Где Кухарев Илья Ильич, наш деликатный классный комиссар, руководитель?
А где Ляпёшкин, белорусский наш язык и литература? Поэт, знаток «Новай Зямлi” Якуба Коласа… «За печкай шворацца каты…» Ну почему нам так это понравилось? А потому, что все кончается на У, как мы когда-то говорили на выпускных экзаменах, в 10-м классе Д мужской 4-й минской школы на улице Красноармейской.
Где теперь эта школа, где?
Невероятно, нивириятно, как говорит один знакомый, но эта наша школа стоит себе на том же самом месте, на той же Красноармейской. Место все то же, а вот время, время…
В тот май, такой уже далекий, будто выдуманный, 20-го числа светило солнце и стаял снег, выпавший накануне. Зеленые ветви деревьев в сквере у театра лежали на аллеях, у фонтана Мальчик с Лебедем. Ветви эти, сучья, выпустив новую листву, не выдержали снежного навала, обломились, как будто в городе пронесся ураган.
Быть может, мы сдавали в этот день письменную алгебру сатрапу и джазисту Зелику Голоду. И, слава богу, пронесло.
А может быть, был устный, русская литература и язык Князя Болконского, Русака по-нашему. Если так, то в билете был «Герой нашего времени» и образ Грушницкого, этого психопата.
Как бы там ни было, а со школой было покончено.
Тогда пошли мы в Оперный театр, там, наконец, нам вручали аттестаты.
И надо было подниматься из бархатного красного зрительного зала на сцену, получать, благодарить, спускаться с трубочкой своих нищенских оценок в руке. А разве так нелепо, жалко, здесь, на этой сцене, выглядел Александр Вертинский перед нами с Сашей той зимой? А разве сами мы тогда друг перед другом были жалкими, нелепыми?

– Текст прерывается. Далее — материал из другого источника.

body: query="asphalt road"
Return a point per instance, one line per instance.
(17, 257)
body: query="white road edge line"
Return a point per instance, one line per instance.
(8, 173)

Все в жизни надо делать вовремя. А мы, выпускники, поднимались на эту просторную сцену в огромном театре уже с большим опозданием. Потому что и в 9-м, и в 10-м классе мы, школьники, были уже взрослые и делали уже кое-что, как дядьки.
Мы уже знали все, когда сворачивали трубочкой свои елетроечные аттестаты зрелости. Нам было по 17–18 лет, а некоторым и 19. А почему? А потому, что в Минске мы поздно пошли в школу. Мы те, кто выжил в оккупации, мы ждали, когда освободят Минск, мы ждали, когда будут школы, когда нас поведут туда родители.
И мы дождались. Все остальное, школьные отметки, наше поведение, уже не имело для нас значения. Единственное, что никогда не ждало, не задерживалось, это наш возраст и взросление, наша жизнь внутренняя и вокруг, перед глазами.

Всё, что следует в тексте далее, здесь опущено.